Jarrow Town Hall is a council office building dated 1902, designed by Fred Rennoldson of South Shields. It is constructed of bright red brick and bright red glazed terracotta, with a roof made of Welsh slate. The building has an L-plan layout and predominantly features a baroque style. It stands two storeys high with five bays and a corner turret on the main elevation, which has nine bays on the return.

The main elevation includes an entrance located in a three-storey tower in the fourth bay. This entrance features a deep semi-circular hood that is corbelled out from pilasters, and a broken pediment above the first-floor window. A later clock is positioned on the third storey, above a rusticated, aproned window opening. The ground floor is rusticated with wide, elliptical-headed windows that are three-light and transomed, framed in Gibbs surrounds. The first floor has three-light, mullioned and transomed brick windows with three-centred arched heads, some of which have blind tracery in the lower third. The building is adorned with strings and a modillioned eaves cornice, with pilasters defining the bays. The roof features a balustrade, a baroque dormer to the left of the entrance tower, and arches in the corner turret.
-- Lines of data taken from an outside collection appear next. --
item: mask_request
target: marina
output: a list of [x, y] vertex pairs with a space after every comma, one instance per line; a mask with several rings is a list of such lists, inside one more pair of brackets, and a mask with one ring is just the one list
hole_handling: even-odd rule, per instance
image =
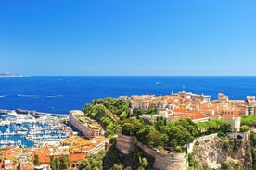
[[1, 113], [0, 148], [10, 145], [28, 148], [35, 144], [58, 143], [69, 138], [59, 117], [48, 114], [34, 116], [16, 111]]

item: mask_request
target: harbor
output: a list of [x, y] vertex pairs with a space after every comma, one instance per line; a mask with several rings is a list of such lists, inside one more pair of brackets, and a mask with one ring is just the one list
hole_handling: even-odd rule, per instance
[[58, 144], [69, 138], [67, 127], [59, 121], [64, 115], [8, 110], [0, 110], [0, 148]]

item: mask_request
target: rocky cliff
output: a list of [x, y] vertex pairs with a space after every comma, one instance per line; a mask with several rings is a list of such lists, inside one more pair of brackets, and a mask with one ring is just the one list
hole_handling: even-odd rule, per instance
[[197, 141], [191, 155], [192, 169], [252, 169], [251, 146], [246, 135]]

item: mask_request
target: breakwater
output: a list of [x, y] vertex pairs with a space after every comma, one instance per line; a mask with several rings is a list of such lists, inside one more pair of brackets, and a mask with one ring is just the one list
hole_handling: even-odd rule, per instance
[[[6, 109], [0, 109], [0, 114], [8, 114], [10, 112], [13, 112], [13, 110], [6, 110]], [[41, 116], [45, 116], [45, 115], [50, 115], [50, 116], [56, 116], [58, 118], [64, 118], [67, 117], [68, 115], [65, 114], [55, 114], [55, 113], [45, 113], [45, 112], [37, 112], [37, 111], [32, 111], [32, 110], [22, 110], [22, 109], [16, 109], [15, 112], [17, 114], [23, 114], [23, 115], [31, 115], [36, 117], [41, 117]]]

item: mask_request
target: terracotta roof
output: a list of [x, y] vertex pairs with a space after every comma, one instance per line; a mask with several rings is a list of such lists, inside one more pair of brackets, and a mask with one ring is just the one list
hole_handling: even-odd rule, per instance
[[75, 153], [69, 155], [70, 162], [82, 161], [84, 155], [83, 153]]

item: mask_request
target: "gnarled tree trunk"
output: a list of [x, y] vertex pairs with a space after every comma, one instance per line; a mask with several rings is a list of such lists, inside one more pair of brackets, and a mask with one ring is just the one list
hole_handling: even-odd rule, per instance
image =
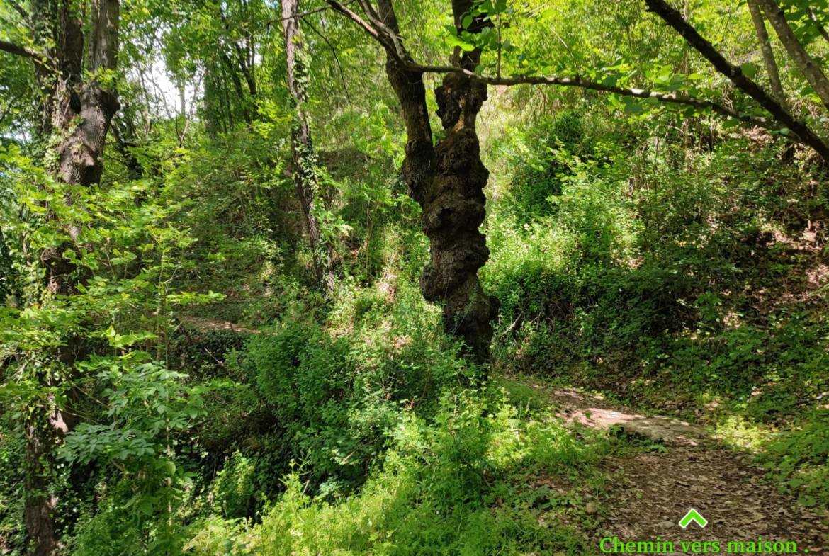
[[302, 36], [299, 33], [299, 0], [283, 0], [283, 29], [285, 35], [285, 57], [288, 60], [288, 88], [294, 104], [294, 117], [291, 125], [291, 152], [293, 157], [293, 185], [305, 217], [305, 226], [313, 258], [314, 273], [318, 283], [325, 281], [329, 296], [334, 291], [333, 246], [326, 243], [327, 250], [325, 268], [320, 256], [322, 240], [319, 223], [314, 215], [314, 200], [318, 183], [317, 161], [311, 138], [309, 118], [305, 108], [308, 100], [308, 68], [305, 65]]
[[[112, 118], [119, 110], [117, 93], [104, 86], [115, 69], [120, 15], [119, 0], [91, 0], [90, 37], [86, 47], [84, 22], [68, 0], [33, 0], [29, 23], [36, 46], [32, 50], [2, 45], [2, 50], [25, 56], [35, 63], [41, 89], [41, 144], [48, 168], [59, 182], [91, 186], [100, 180], [104, 146]], [[85, 57], [87, 60], [85, 65]], [[56, 152], [55, 152], [56, 151]], [[66, 192], [66, 201], [71, 202]], [[66, 225], [70, 240], [44, 249], [46, 288], [51, 295], [71, 295], [82, 276], [63, 254], [75, 249], [80, 228]], [[60, 385], [61, 377], [73, 372], [80, 342], [70, 337], [57, 348], [54, 368], [39, 377], [44, 387]], [[47, 397], [32, 412], [26, 423], [25, 503], [23, 520], [29, 552], [49, 556], [61, 547], [56, 526], [57, 499], [53, 492], [54, 448], [74, 423], [53, 398]]]
[[768, 31], [766, 31], [765, 22], [763, 21], [763, 12], [757, 4], [757, 0], [749, 0], [749, 12], [751, 13], [751, 21], [754, 24], [754, 31], [757, 33], [757, 40], [760, 43], [760, 51], [763, 52], [763, 62], [766, 66], [766, 73], [768, 74], [768, 82], [771, 85], [772, 94], [774, 99], [780, 103], [784, 110], [790, 110], [788, 102], [786, 100], [786, 92], [783, 89], [783, 83], [780, 81], [780, 72], [778, 70], [777, 60], [774, 59], [774, 51], [772, 50], [771, 41], [768, 40]]
[[[399, 36], [390, 0], [378, 0], [377, 5], [383, 23]], [[468, 0], [453, 2], [458, 30], [472, 5]], [[491, 23], [477, 20], [467, 30], [480, 32], [487, 25]], [[433, 146], [423, 74], [403, 67], [390, 46], [386, 51], [386, 74], [403, 109], [408, 135], [403, 176], [409, 195], [423, 207], [421, 225], [429, 239], [430, 261], [420, 276], [420, 292], [428, 301], [443, 304], [445, 331], [463, 338], [473, 359], [485, 362], [492, 339], [490, 323], [499, 307], [497, 298], [487, 295], [478, 278], [489, 259], [487, 239], [478, 230], [487, 214], [483, 188], [489, 172], [481, 162], [475, 128], [487, 85], [461, 74], [444, 78], [435, 96], [446, 136]], [[463, 56], [456, 51], [453, 63], [474, 71], [480, 58], [479, 50]]]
The left return consists of nine bays and includes a two-bay gable with a cartouche, a scrolled pediment, and an obelisk finial. There is also a three-storey entrance bay that has a 'County Court' cartouche at the center of four gabled bays. The corner bay is topped with a cornice and turret. A historical note mentions that the foundation stone was laid by Lady Palmer, and a plaque in the council chamber commemorates the decision made there in 1936 to march to London, known as the Jarrow march.